Blog do Juca Kfouri

Bilhete premiado

Juca Kfouri

Por ROBERTO VIEIRA

 

Cartas eram mensagens formais, complexas, carregadas de sentimentos ou informações que eram trocadas por nossos avós. Quando não dava pra trocar cartas, trocavam-se bilhetes, tinha até presidente especializado em governar por meio de bilhetes. Trocando em miúdos para os miúdos que leem esse texto, cartas eram e-mails e bilhetes eram zaps.

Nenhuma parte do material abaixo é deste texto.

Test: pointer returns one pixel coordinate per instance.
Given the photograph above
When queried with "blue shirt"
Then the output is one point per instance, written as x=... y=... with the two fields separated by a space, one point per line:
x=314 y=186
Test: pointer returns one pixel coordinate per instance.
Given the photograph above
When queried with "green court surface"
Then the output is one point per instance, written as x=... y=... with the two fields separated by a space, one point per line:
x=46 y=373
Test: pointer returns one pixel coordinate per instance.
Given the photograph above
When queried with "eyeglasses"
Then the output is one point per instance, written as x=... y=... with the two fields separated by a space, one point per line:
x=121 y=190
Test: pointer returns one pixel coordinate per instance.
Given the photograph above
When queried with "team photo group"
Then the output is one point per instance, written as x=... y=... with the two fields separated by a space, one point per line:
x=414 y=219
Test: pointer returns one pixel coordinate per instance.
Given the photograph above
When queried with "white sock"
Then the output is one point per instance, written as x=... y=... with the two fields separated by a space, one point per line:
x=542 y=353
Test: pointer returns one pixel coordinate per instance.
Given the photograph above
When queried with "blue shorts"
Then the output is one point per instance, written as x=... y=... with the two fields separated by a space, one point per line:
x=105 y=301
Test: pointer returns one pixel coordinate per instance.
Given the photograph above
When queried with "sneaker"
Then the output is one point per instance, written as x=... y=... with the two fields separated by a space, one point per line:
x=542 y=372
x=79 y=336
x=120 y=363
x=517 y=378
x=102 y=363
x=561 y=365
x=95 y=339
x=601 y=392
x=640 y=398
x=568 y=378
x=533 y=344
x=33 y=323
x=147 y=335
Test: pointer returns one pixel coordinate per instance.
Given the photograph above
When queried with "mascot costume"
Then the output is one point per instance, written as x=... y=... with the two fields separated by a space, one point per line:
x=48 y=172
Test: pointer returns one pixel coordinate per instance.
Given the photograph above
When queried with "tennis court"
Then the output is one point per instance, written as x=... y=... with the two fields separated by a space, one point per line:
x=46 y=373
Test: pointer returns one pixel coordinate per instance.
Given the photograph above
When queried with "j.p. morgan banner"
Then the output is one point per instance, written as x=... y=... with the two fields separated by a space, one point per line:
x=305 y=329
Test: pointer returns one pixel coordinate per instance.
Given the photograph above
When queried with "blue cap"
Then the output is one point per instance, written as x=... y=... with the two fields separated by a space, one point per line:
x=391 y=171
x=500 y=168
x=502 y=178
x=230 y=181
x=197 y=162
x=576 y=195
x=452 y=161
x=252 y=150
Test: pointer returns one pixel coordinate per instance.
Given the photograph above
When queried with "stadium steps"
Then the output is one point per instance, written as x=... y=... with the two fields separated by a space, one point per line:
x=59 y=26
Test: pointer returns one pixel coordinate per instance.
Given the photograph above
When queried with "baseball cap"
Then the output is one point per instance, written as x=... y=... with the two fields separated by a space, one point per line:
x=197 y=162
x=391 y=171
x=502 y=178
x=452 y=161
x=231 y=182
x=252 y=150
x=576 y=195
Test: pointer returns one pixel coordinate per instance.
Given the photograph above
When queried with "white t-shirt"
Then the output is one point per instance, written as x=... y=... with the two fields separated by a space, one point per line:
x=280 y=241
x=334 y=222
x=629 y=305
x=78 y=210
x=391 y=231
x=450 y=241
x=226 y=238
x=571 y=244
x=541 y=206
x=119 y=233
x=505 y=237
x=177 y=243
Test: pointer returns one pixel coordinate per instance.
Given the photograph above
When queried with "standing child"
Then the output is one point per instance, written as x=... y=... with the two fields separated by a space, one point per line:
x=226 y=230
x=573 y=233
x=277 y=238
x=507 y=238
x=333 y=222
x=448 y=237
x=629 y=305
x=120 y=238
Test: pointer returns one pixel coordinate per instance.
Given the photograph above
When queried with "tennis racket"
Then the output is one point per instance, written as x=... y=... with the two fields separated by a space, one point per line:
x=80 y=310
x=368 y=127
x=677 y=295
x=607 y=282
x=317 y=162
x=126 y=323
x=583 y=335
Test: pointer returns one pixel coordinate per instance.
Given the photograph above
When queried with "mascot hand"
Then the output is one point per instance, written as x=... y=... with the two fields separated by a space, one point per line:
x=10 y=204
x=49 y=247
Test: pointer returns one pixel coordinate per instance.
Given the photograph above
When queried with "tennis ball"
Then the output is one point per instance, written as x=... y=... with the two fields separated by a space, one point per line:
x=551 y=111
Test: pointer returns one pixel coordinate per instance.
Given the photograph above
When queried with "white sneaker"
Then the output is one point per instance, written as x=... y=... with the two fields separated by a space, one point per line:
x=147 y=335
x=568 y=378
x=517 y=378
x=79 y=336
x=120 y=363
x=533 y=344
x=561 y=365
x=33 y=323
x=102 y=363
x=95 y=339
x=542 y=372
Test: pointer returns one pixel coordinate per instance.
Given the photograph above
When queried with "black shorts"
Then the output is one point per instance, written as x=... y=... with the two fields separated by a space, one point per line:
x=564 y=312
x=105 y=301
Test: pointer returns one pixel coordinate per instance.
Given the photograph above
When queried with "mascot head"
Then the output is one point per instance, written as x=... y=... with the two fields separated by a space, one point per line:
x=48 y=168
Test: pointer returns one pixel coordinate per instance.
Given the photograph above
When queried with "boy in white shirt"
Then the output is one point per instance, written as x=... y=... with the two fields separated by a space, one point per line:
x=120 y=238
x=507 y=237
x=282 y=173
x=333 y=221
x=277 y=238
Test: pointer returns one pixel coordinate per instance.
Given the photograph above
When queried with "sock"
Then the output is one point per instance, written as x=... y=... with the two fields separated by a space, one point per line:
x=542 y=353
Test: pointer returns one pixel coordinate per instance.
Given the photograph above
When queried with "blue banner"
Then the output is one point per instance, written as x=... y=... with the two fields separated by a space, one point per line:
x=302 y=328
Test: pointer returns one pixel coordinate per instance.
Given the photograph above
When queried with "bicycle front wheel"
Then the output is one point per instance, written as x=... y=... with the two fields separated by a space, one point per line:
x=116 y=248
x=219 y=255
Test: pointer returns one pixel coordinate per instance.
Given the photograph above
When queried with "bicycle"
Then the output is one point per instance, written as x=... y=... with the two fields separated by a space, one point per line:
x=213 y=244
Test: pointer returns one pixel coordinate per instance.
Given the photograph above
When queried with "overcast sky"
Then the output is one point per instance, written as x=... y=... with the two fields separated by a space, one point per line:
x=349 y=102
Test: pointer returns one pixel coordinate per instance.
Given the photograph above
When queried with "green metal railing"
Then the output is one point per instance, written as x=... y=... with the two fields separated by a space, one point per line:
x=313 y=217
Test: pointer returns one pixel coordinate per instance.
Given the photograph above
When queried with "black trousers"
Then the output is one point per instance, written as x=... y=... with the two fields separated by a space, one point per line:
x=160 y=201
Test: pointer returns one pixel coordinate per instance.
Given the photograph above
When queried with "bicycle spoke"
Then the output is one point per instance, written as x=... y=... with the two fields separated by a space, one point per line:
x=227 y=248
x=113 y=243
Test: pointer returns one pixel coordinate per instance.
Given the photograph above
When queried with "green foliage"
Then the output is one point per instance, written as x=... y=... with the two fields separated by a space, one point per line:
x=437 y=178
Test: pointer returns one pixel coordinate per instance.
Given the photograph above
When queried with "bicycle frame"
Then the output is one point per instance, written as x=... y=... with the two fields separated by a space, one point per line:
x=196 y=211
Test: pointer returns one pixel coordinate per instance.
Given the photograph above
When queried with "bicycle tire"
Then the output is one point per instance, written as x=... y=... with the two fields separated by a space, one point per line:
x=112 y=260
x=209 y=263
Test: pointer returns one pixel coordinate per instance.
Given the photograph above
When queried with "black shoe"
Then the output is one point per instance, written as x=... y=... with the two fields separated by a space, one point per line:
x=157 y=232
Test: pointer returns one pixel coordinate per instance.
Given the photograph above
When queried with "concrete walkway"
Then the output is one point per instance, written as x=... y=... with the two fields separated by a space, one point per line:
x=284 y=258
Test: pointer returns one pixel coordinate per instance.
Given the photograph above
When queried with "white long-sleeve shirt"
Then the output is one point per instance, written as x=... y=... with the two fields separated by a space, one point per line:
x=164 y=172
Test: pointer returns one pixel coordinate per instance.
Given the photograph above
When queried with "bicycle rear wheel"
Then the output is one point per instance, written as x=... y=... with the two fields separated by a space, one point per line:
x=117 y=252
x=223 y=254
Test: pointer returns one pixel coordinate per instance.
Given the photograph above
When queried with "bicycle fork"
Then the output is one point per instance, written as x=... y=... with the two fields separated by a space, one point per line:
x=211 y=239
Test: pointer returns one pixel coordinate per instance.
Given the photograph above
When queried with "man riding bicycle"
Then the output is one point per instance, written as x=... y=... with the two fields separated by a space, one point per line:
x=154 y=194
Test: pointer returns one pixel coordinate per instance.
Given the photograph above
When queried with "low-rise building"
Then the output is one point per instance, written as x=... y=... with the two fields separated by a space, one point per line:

Mas havia também outro tipo de bilhete. Os bilhetes de loteria premiados, bilhetes que eram o sonho de consumo de nove entre dez pessoas neste país. Eram diferentes dos volantes de loteria esportiva. Eram mais parecidos com os bilhetes premiados da loteria americana. Você comprava um bilhete e ficava aguardando o dia do sorteio. Era uma chance em milhões de ser premiado, porém, o sonho do bilhete premiado trazia felicidade durante o tempo que durava o sonho. Diríamos então que o sujeito, ou a sujeita, comprava o bilhete para usufruir o tempo de sonho até o sorteio. Um tempo tão legal e importante numa vida de vazios quanto o prêmio efetivamente sorteado.


Holanda e Alemanha são inimigos discretos desde a II Guerra Mundial. Os alemães imaginaram que os holandeses iriam curtir a invasão de sua terra, mas o povo holandês possuía o orgulho de séculos de liberdade religiosa e de consciência. A invasão nazista deixou o rastro de ódio e intransigência, alguns momentos de colaboracionismo e o inesquecível relato de uma menina alemã chamada Anne Frank. 


Anne que escreveu seu diário no esconderijo holandês.


Ontem, durante mais um memorável encontro entre holandeses e alemães no futebol, o túnel do tempo decidiu a última vaga do Grupo Um da Liga das Nações, dada como favas contadas para França ou Alemanha.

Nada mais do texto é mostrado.